Cameron dines out with young Tories
With new opinion polls pointing towards a Conservative majority after the next election, the jostling for David Cameron’s affections has begun. Thirty young Tory MPs have been invited to join a dining club called the Green Chip group – and with Cameron set to join them during the coming months, the rest of the party can only envy the access they’re getting.
The club’s typical member is an MP who campaigned for an unwinnable seat during the Tories’ limp 2001 campaign and then got into Parliament four years later. Like Adam Afriyie (pictured), the half-Ghanaian MP for Windsor who set up a successful IT firm, or accountant Justine Greening, many of the cabal had a career before politics. These are the Tories who supported Cameron from the outset of the leadership campaign – not a bunch of dissident backbenchers.

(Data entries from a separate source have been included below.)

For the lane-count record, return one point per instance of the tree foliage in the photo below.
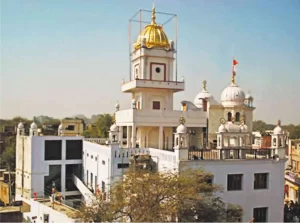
(261, 126)
(162, 197)
(100, 128)
(8, 157)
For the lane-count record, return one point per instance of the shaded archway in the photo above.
(229, 116)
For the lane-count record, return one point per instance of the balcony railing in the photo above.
(227, 154)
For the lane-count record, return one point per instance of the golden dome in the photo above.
(154, 34)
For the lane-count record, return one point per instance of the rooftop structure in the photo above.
(204, 134)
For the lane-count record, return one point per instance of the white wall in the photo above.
(248, 198)
(39, 209)
(36, 167)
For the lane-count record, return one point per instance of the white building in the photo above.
(252, 178)
(42, 160)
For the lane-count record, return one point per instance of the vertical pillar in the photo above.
(160, 137)
(222, 141)
(128, 137)
(63, 178)
(121, 135)
(133, 136)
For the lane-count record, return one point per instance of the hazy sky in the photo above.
(65, 57)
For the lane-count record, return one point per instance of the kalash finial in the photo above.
(153, 22)
(114, 118)
(234, 63)
(182, 120)
(204, 85)
(278, 122)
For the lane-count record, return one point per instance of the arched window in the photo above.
(229, 116)
(237, 117)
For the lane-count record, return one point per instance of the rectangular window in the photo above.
(70, 127)
(53, 149)
(234, 215)
(54, 176)
(209, 179)
(46, 218)
(184, 107)
(72, 169)
(234, 182)
(156, 105)
(87, 177)
(73, 149)
(260, 214)
(103, 186)
(260, 181)
(96, 182)
(123, 165)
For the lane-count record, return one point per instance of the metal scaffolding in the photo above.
(137, 18)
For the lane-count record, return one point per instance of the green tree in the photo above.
(100, 128)
(103, 124)
(8, 157)
(162, 197)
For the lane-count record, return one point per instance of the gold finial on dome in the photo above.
(114, 118)
(182, 120)
(154, 36)
(204, 85)
(153, 22)
(278, 122)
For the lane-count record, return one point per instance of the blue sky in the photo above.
(66, 57)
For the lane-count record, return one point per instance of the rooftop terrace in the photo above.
(230, 154)
(62, 208)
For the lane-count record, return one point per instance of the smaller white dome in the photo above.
(60, 127)
(181, 129)
(232, 127)
(33, 126)
(248, 96)
(278, 130)
(244, 128)
(20, 125)
(114, 128)
(222, 128)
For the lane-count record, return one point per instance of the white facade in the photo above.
(32, 166)
(248, 198)
(41, 211)
(151, 127)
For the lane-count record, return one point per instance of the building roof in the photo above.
(154, 36)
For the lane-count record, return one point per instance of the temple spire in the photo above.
(153, 22)
(204, 85)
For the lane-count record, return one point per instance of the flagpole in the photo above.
(232, 75)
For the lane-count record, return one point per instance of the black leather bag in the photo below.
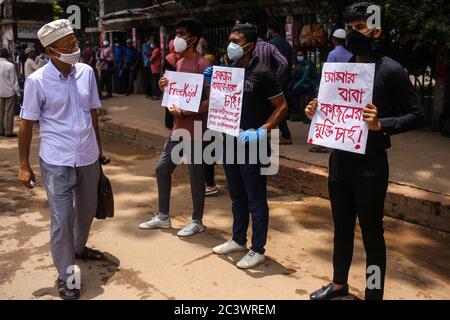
(105, 197)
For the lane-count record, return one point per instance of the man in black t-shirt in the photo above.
(357, 183)
(263, 107)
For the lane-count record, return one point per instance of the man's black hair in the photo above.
(192, 26)
(248, 30)
(261, 30)
(357, 11)
(274, 26)
(4, 53)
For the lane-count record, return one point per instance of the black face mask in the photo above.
(358, 43)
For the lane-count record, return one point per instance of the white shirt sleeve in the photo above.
(94, 98)
(32, 100)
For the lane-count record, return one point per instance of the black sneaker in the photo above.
(66, 293)
(327, 293)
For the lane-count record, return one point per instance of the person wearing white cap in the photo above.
(30, 65)
(339, 53)
(63, 96)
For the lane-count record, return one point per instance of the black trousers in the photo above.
(357, 187)
(147, 77)
(106, 81)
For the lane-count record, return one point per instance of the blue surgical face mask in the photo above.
(300, 59)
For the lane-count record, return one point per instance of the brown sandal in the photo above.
(66, 293)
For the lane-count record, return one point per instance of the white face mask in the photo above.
(69, 58)
(235, 51)
(180, 45)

The guest list was selected and chased down by shadow environment minister Greg Barker, who accompanied Cameron on a trip to see the melting Arctic ice cap in 2006. Michael Gove, who was tipped as a future leader of the party by Michael Portillo, also helped get the group together. Gove has earned plaudits - and Cameron’s trust - for his proposals to use Sweden as a model for reforming Britain’s education system.

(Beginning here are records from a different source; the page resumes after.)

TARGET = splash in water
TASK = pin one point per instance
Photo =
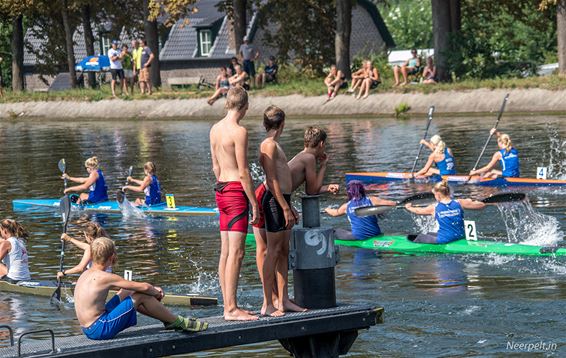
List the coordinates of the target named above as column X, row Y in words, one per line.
column 526, row 226
column 556, row 156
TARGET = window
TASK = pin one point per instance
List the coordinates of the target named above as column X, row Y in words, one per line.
column 205, row 42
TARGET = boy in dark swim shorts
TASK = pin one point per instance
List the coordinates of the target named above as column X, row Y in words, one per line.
column 279, row 215
column 100, row 320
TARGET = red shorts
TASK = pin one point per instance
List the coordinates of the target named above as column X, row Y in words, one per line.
column 233, row 206
column 259, row 194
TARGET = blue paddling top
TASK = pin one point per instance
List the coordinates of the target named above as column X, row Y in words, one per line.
column 447, row 165
column 450, row 218
column 153, row 192
column 98, row 191
column 362, row 227
column 510, row 163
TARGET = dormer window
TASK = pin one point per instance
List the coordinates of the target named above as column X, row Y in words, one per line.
column 205, row 42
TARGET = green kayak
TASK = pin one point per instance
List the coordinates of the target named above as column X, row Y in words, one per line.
column 399, row 244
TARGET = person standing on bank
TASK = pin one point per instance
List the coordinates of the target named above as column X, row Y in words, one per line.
column 116, row 69
column 146, row 58
column 249, row 54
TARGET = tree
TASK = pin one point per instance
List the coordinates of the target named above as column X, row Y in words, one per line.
column 343, row 32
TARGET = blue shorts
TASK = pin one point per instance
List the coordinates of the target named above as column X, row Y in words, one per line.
column 118, row 317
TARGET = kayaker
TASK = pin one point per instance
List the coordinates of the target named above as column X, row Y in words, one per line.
column 149, row 185
column 91, row 231
column 507, row 155
column 101, row 320
column 94, row 183
column 14, row 265
column 362, row 227
column 441, row 156
column 449, row 214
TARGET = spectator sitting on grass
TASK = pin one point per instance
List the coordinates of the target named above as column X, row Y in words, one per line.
column 232, row 66
column 239, row 78
column 370, row 81
column 358, row 77
column 222, row 86
column 334, row 81
column 269, row 73
column 410, row 67
column 429, row 72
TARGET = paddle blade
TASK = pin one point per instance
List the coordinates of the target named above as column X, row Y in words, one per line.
column 62, row 166
column 372, row 210
column 504, row 198
column 65, row 207
column 422, row 197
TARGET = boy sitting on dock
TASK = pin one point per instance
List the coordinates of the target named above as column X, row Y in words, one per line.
column 104, row 320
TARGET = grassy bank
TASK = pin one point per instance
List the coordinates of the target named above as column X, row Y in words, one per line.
column 308, row 87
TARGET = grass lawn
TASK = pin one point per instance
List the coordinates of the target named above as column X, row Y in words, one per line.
column 307, row 87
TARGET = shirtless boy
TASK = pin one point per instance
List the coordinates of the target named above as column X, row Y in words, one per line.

Cameron’s Notting Hill set is represented by shadow chancellor and cycling buddy George Osborne, and shadow culture minister Ed Vaizey. London mayoral candidate Boris Johnson also made the cut. But there was no room for either David Davis or William Hague, and this 'party within a party' has been greeted with a fair degree of distrust by more traditional elements of the Conservatives. As one Tory supporter complained, the group’s influence could prove divisive.